Bahrain Gets Permission to Join Gulf Region Payment System

Bahrain is set to join other Persian Gulf region countries in a unified payments/settlement system.

The country’s Shura Council approved the move this weekend, according to a Monday (May 1) report by Gulf Daily News.

In doing so, the council set the stage for Bahrain to link its payment and settlement systems with those of the other countries in the Gulf Cooperation Council (GCC): Saudi Arabia, Oman, Qatar, Kuwait and the United Arab Emirates. 

“The electronic platform will have all official exchange rates daily and will enable account-to-account transfers, purchases and import to export, amongst others, without the need for SWIFT or corresponding banking protocols,” said Central Bank of Bahrain banking operations Executive Director Hesa AlSada.

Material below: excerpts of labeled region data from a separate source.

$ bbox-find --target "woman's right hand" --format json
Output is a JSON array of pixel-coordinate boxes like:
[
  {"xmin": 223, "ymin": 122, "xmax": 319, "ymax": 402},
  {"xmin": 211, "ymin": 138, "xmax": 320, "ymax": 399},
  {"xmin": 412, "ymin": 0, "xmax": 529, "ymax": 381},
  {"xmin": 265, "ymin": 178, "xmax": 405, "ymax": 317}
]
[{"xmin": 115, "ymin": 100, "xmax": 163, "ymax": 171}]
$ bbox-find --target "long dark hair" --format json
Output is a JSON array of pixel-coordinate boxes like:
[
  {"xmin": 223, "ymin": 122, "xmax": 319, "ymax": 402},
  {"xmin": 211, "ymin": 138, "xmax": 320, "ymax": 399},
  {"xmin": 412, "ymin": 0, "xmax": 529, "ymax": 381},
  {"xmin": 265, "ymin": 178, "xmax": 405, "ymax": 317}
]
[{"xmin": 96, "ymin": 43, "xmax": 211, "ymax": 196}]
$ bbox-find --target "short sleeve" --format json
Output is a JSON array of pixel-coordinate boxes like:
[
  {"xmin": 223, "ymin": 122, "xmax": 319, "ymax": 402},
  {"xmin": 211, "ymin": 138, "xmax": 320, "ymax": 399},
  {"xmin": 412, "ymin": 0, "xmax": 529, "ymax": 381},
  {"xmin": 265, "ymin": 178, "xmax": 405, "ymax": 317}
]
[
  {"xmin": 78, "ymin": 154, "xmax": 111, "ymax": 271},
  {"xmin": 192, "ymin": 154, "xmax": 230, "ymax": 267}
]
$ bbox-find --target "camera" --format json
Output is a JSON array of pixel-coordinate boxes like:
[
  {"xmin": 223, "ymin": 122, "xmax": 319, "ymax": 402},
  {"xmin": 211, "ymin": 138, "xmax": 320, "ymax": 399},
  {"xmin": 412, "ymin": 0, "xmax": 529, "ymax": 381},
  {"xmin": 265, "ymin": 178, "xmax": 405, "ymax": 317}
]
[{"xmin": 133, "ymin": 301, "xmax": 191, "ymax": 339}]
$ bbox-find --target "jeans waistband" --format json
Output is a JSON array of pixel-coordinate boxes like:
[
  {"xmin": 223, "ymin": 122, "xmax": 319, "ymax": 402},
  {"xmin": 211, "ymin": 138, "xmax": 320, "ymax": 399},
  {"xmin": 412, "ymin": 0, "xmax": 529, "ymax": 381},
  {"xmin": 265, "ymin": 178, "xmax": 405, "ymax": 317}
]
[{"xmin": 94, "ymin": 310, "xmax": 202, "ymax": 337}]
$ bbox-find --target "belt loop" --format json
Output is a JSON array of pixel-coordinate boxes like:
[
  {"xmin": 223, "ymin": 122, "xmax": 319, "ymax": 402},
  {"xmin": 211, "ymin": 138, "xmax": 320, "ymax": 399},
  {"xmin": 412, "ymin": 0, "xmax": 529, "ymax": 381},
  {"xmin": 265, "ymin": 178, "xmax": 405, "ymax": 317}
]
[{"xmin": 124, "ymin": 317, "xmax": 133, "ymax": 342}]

PYMNTS wrote about the GCC efforts last year, noting that the countries — in the years ahead — plan to further integrate their monetary systems by aligning the respective payment rails under the banner of the Gulf Payment Company (GPC).

This is a program that will connect all payment systems in the GCC countries through an independent company owned and funded by the Gulf countries’ central banks.

AlSada told the council that while five GCC countries had signed up for the unified system, only Saudi Arabia had finalized its membership. 

Research published in the PYMNTS/Clearing House collaboration “The Real-Time Payments World Map” has shown that Bahrain is fast emerging in the real-time payments space, with the country’s real-time payments volume projected to top 1 billion by 2026.

“A few noteworthy indicators have marked Bahrain’s real-time payments innovations,” PYMNTS wrote in February. 

“In November, global remittance giant MoneyGram announced a partnership with Bahrain’s Beyon Money. This collaboration allows Beyon users to send money to more than 200 countries and is expected to go live in the following months.”

The country also launched the Fawri+ instant payments platform in 2015, seeing significant adoption of the service in recent years. It’s grown from representing under 1% of regional electronic transactions in 2017 to more than half of those transactions by 2021.

In her comments to the council, AlSada also mentioned that Bahrain was on track to test a digital currency. The UAE announced earlier this year that it, too, was preparing for the central bank digital currency (CBDC). 

In its announcement in February, the country’s central bank said its digital dirham will “address the problems and inefficiency of cross-border payments and help drive innovation for domestic payments respectively.”